The main architectural idea is related to the cultivation of the seed as a symbolic reference to the food and nutrition dynamics. The Food Science Lab, named the ARK has metaphorical and inspirational meaning as it is created through the unfolding of the earth to form the first shape of the building. The backfilling of the area to a horizontal platform according to the slope is et to 4m. at the lower corner. There are already some strategies, such as smart apps that can be found in cities of North America and extend their theory in Europe, where the contractors or even architects can find some re-used components which can include in their projects. In our case materials extracted from the demolition of existing buildings are used as a backfilling. The mass timber roof canopy with the LVL circular pillars is attached to the building and creates the upper floor level in between. The roof structure with the glass vaults enhances the natural lighting airing and ventilation of the building, while water is recycled and reused for interior usage and irrigation. The building is integrated into the whole master plan of public plazas and green parks with the aim to minimize its ecological footprint while maximizing its positive impact on the environment.

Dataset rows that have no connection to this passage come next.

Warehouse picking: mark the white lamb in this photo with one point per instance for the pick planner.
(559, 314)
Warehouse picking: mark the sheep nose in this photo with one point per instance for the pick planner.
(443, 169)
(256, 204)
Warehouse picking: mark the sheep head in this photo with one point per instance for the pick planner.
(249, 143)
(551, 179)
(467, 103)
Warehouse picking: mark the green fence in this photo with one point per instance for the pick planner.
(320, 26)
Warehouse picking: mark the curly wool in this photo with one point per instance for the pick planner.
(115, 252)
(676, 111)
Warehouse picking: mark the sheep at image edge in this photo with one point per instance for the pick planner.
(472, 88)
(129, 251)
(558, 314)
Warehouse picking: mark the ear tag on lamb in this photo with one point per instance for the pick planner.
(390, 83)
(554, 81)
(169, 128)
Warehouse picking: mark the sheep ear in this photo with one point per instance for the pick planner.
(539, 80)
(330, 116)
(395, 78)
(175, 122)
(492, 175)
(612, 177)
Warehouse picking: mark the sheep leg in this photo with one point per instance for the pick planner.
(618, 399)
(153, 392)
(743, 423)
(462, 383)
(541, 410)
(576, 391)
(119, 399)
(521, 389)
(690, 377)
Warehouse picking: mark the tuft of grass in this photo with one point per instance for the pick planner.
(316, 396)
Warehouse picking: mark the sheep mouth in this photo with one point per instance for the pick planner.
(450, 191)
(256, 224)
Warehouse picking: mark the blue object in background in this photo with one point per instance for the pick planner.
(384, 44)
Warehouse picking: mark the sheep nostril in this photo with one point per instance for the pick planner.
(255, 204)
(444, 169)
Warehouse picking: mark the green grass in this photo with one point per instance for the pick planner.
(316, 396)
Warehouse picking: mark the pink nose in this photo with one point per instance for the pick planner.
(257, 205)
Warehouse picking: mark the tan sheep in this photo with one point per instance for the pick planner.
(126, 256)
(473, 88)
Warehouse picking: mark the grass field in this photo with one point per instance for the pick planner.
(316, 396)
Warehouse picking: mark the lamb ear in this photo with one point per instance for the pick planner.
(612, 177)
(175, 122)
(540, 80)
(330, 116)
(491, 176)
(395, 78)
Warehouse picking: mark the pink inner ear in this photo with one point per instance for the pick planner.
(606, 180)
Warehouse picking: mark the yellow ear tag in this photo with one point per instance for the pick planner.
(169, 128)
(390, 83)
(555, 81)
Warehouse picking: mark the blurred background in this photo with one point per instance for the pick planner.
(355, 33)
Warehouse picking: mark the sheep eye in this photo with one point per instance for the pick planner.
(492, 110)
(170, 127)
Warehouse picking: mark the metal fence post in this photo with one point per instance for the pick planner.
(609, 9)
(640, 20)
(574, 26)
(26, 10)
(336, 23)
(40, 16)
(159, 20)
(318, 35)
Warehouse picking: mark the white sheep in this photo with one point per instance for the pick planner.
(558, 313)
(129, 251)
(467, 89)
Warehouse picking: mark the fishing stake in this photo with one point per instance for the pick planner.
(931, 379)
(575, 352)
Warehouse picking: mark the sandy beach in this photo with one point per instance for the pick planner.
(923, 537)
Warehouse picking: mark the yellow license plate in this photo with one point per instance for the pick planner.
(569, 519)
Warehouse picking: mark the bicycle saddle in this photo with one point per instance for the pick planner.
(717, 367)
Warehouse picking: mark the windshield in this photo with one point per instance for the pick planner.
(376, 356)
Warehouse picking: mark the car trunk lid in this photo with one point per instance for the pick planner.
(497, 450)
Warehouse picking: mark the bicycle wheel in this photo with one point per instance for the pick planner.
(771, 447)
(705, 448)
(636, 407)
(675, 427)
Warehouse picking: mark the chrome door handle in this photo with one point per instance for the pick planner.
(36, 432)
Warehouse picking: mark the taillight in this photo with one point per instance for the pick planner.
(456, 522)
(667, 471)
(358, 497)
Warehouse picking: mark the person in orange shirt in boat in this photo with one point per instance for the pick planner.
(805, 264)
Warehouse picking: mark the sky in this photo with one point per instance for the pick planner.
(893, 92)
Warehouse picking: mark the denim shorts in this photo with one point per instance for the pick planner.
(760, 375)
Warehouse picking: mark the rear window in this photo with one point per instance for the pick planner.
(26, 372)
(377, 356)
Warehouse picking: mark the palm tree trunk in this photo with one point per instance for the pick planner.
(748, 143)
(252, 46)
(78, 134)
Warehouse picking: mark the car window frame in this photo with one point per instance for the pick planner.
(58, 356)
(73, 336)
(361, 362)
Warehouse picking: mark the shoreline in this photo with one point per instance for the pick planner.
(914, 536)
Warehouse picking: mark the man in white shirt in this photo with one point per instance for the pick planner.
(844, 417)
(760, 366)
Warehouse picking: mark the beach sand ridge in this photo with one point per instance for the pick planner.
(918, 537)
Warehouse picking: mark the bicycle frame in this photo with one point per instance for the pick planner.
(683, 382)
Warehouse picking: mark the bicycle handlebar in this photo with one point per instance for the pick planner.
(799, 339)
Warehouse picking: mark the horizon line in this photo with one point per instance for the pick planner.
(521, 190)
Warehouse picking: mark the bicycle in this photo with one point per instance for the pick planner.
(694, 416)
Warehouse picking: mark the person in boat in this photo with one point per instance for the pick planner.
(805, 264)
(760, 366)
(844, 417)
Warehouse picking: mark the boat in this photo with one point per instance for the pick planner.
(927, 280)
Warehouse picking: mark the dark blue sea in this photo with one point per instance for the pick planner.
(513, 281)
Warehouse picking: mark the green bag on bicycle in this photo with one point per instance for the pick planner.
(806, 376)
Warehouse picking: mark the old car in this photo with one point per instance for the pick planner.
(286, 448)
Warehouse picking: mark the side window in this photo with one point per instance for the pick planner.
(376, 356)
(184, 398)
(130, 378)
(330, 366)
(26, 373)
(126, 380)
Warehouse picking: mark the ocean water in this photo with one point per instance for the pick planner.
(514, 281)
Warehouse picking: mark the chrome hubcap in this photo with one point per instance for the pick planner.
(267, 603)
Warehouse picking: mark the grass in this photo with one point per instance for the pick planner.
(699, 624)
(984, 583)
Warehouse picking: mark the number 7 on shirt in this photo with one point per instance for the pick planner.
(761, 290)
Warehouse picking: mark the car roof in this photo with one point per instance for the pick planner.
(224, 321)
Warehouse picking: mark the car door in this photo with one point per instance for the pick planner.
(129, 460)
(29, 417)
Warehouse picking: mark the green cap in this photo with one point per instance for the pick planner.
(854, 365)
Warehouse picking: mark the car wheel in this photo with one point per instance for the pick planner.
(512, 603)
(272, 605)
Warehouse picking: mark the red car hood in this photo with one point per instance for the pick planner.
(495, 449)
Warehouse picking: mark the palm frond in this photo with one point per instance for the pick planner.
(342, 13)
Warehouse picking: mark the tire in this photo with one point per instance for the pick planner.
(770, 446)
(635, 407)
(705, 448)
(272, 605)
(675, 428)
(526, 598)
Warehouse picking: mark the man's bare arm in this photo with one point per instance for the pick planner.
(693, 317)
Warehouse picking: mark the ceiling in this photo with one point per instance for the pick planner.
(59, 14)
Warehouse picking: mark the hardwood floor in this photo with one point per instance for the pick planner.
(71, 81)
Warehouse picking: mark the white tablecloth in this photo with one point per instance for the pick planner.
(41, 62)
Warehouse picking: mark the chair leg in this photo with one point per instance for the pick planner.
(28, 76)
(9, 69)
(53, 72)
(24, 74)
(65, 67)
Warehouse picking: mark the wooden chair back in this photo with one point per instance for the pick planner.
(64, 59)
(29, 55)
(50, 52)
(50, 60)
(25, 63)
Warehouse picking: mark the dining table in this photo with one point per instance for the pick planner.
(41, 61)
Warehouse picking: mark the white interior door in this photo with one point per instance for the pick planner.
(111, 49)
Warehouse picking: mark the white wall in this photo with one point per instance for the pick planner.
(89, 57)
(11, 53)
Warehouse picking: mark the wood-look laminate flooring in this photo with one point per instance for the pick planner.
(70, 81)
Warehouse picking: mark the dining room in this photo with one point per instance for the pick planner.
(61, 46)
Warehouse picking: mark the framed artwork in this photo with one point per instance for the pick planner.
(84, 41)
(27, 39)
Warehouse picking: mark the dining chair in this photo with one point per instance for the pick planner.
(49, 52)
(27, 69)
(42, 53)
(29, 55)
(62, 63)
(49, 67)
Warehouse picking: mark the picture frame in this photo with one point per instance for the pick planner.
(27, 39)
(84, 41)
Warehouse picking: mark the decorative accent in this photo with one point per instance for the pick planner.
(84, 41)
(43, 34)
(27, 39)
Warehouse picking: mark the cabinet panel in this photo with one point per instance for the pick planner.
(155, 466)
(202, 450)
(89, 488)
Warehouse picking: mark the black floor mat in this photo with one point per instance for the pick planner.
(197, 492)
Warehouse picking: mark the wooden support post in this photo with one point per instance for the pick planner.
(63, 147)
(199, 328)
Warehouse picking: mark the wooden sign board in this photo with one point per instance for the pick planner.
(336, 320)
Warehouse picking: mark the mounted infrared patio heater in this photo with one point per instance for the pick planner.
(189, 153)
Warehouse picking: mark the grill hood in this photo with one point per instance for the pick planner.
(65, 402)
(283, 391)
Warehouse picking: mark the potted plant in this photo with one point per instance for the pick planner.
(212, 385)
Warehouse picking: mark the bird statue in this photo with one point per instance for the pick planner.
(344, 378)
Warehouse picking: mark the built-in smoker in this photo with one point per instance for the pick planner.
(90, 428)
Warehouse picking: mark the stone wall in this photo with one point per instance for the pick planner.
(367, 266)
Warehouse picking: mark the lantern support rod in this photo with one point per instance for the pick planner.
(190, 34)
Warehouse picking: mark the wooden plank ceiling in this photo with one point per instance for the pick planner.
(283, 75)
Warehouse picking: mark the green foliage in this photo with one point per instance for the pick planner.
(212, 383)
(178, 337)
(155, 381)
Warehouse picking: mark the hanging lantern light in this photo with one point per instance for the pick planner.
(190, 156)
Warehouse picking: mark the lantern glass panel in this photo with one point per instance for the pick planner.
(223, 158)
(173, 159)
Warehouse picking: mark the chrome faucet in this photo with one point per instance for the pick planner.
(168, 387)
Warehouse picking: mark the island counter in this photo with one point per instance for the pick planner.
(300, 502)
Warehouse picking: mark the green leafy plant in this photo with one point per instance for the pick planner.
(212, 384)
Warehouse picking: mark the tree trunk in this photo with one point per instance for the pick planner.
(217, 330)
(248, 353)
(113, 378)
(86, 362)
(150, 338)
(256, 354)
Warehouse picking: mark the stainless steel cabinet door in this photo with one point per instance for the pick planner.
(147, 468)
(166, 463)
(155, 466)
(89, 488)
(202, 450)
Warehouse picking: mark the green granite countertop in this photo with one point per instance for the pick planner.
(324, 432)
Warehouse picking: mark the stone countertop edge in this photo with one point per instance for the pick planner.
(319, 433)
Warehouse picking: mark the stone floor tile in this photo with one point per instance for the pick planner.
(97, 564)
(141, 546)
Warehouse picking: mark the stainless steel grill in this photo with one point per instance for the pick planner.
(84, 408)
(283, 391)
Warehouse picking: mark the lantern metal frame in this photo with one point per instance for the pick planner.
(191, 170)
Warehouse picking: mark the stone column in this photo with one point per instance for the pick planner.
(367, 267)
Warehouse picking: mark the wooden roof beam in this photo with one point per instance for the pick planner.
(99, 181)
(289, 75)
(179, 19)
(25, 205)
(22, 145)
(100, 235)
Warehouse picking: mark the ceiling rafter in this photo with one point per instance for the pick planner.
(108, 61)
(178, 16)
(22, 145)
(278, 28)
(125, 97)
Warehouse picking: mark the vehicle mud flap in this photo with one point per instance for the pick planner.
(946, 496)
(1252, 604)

When designing long-span timber structures we have to consider the following:

  1. Loading (snow, wind, thermal)
  2. Robustness (accidental loading)
  3. Deflection (ponding)
  4. Fabrication limitation
  5. Transport to site
  6. Installation (construction sequence, temporary works)
  7. Connections – critical in the design
  8. Fire requirements
  9. Lateral stability
  10. Roof drainage
  11. Efficient use of materials (avoiding an excessive amount of timber material)

In order to simulate the structural performance of the structure, we have to create a continuous surface on the ground level and then relax it to the shape of the form to naturally distribute the forces. This process is achieved by using a Kangaroo coding at Grasshopper. The pieces connectivity analysis shows that almost 85% of the pieces can be assembled into larger groups with mostly single curvature with radii and the other 15% should be assembled one by one with double curvature components. Then we have to specify the bracing concept so as to proceed to the most suitable option for the grid mesh pattern.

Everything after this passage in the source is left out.